Sean Saves The World was less of a well-developed sitcom and more of an underwritten Sean Hayes vehicle. The premise (Sean balances his career, his teen daughter, and his annoying mother) and the specific episodes’ plots were unimportant — all that mattered was that Will & Grace‘s Sean Hayes was finally back on television! The series often read as if the writers didn’t write scripts, but just yelled out situations in which Hayes could pull a silly face, zing with a sassy one-liner, or do a bit of slapstick. It wasn’t a sitcom; it was a painfully unfunny game of Charades that no one wanted to play in the first place.

Now Hayes has found a new home on CBS’ The Millers, another run-of-the-mill family sitcom with a cast that far outshines the quality. Hayes joined for Season 2, which premiered on Monday, and is playing the same character once again. There’s not much going on with the show to begin with and Hayes doesn’t add anything, good or bad, and I can’t possibly imagine The Millers getting a third season — meaning Hayes will likely find himself searching for a new sitcom next year.

Finally, that leaves Megan Mullally, who has had, inarguably, the best career of the four leads. What’s smart about Mullally is that she didn’t just try to keep recreating her Karen character — McCormack, Messing, and especially Hayes have all played variations of theirs — because she knows that Karen began and ended on Will & Grace. Instead, Mullally has been all over the place: the short-lived and admittedly poor ABC sitcom In The Motherhood as a non-traditional mother with a teenage son; the still-amazing Party Down as a naive divorcee, replacing Jane Lynch without a hitch; the truly bizarre Breaking In (in the season after it got canceled) playing a typical tough boss; the crippled and ultra-desired chief in Childrens Hospital, a spot-on and hilarious parody of medical dramas; and, most notably, as Tammy on Parks and Recreation, perhaps the best recurring character on the series.

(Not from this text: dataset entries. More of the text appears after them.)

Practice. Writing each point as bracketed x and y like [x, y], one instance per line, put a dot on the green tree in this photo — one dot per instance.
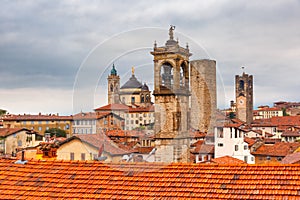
[56, 131]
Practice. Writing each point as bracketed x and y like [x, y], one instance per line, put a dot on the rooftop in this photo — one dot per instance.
[95, 180]
[278, 149]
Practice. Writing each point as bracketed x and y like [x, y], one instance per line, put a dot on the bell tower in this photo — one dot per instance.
[171, 92]
[244, 97]
[113, 86]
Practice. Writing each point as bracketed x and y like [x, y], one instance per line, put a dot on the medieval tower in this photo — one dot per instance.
[171, 91]
[113, 86]
[204, 95]
[244, 97]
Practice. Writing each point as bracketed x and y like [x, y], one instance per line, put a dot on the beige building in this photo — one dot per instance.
[39, 123]
[265, 112]
[88, 146]
[15, 139]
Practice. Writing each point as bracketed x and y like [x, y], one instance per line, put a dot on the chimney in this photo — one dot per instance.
[23, 155]
[22, 161]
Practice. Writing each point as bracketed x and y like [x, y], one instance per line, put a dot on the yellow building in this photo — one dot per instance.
[39, 123]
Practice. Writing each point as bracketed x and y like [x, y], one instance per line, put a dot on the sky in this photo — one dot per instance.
[55, 55]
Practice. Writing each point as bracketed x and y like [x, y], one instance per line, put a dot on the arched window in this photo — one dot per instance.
[111, 87]
[241, 85]
[142, 98]
[167, 75]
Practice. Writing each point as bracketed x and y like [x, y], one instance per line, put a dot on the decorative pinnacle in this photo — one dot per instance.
[171, 34]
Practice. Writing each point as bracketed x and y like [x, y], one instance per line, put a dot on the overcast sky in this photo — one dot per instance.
[52, 51]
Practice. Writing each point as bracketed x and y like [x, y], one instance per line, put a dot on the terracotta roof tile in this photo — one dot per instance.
[278, 149]
[95, 180]
[8, 131]
[227, 160]
[83, 115]
[291, 158]
[249, 141]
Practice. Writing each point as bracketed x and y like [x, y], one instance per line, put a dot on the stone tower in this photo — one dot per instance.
[113, 86]
[204, 94]
[244, 97]
[171, 91]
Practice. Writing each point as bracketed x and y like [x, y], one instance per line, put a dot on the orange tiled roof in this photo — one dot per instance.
[8, 131]
[268, 109]
[291, 158]
[227, 160]
[290, 134]
[249, 141]
[278, 149]
[83, 115]
[95, 180]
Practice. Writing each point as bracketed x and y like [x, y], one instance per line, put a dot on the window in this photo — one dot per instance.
[71, 156]
[82, 156]
[132, 99]
[236, 147]
[220, 132]
[279, 158]
[38, 138]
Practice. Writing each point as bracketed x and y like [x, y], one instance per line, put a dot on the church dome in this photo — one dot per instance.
[132, 83]
[145, 87]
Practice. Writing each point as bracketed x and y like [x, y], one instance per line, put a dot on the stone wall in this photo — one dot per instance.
[204, 95]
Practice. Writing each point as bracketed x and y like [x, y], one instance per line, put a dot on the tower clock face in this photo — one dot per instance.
[241, 101]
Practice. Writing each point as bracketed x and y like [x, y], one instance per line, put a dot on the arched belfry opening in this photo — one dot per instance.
[166, 75]
[171, 92]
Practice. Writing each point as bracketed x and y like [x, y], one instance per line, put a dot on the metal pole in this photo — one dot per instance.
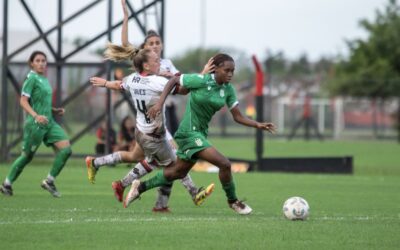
[4, 151]
[59, 60]
[108, 76]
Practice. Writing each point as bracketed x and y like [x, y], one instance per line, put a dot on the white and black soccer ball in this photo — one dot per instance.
[296, 208]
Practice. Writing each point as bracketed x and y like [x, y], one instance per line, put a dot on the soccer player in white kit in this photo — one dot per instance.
[167, 69]
[145, 88]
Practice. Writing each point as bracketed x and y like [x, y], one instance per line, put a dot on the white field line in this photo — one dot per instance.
[185, 219]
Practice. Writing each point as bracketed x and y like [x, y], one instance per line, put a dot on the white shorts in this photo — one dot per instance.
[157, 150]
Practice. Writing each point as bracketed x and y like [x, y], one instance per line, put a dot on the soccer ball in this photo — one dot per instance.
[296, 208]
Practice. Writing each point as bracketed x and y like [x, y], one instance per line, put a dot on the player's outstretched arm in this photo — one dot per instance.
[239, 118]
[101, 82]
[209, 67]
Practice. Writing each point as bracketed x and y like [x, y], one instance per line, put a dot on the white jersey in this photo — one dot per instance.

While not all of the shows were great, even In The Motherhood and Breaking In were slightly improved just due to her presence. Maybe it’s her hard work ethic that puts her at the top (she’s done the most since Will & Grace ended, including arcs in Happy Endings, Trophy Wife, and 30 Rock) or the refreshing balance within her filmography (she’s done voice work on Out There and Bob’s Burgers, dark comedic films like Smashed, and keeps herself busy with funny web videos) but Mullally’s easily the most in control of her career.

You can watch just about any episode of Will & Grace and appreciate the talent from all four leads — it’s no surprise why their careers were expected to take off from Season 1 — which is why it’s disappointing that most seemed to have peaked back then. Sure, part of the blame can be placed on the lackluster scripts (The Mysteries of Laura, Trust Me) or the inability to really move forward past the character they played for so long (Sean Hayes is beginning to seem like a one-trick pony) but whatever the problem is, Mullally seems to have found a solution so now it’s up to the other three to get off their respective drab series and land somewhere much better next fall.